Le nom d'Abdul Rahman El-Assir n'est pas connu du grand public, mais il pourrait bien le devenir. Cet homme de l'ombre cité dans l'affaire Karachi, ex-associé de l'homme d'affaires Ziad Takieddine, a été retrouvé en Suisse. El-Assir, visé par un mandat d'arrêt français lancé en novembre 2011, a été entendu le 30 mai par les enquêteurs suisses, puis mis en examen lundi 11 juin, sur demande de la justice française.
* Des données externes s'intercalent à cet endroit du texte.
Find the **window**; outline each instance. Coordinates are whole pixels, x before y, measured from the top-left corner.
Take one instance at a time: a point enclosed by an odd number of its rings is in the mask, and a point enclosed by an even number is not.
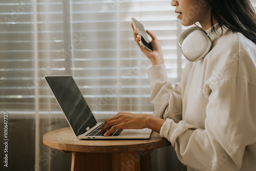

Aucune procédure d'extradition n'est en cours contre lui, a indiqué le parquet suisse à l'AFP, mais il pourrait être prochainement entendu par le juge d'instruction Renaud Van Ruymbeke, en Suisse, selon une source proche du dossier.

• Qui est-il ?

"Son nom complet est Abdul Rahman Salaheddine El-Assir. Né le 26 avril 1950 à Beyrouth, il fait partie d'une caste très fermée : celle des vendeurs d'armes. Par commodité, on dit plutôt 'intermédiaires', c'est moins péjoratif", écrivaient les journalistes de Mediapart Fabrice Lhomme et Fabrice Arfi dans un ouvrage consacré à l'affaire. L'Express en publiait alors quelques feuilles.

• Où était-il ?

Personne n'en savait rien. Si Takieddine est régulièrement évoqué, lui était parvenu à se faire oublier. Les juges d'instruction Renaud Van Ruymbeke et Roger Le Loire ont effectué il y a plusieurs mois une perquisition à son appartement parisien. Il était vide. Ils avaient estimé alors qu'il pouvait s'être réfugié en Espagne. Il a finalement été retrouvé en Suisse.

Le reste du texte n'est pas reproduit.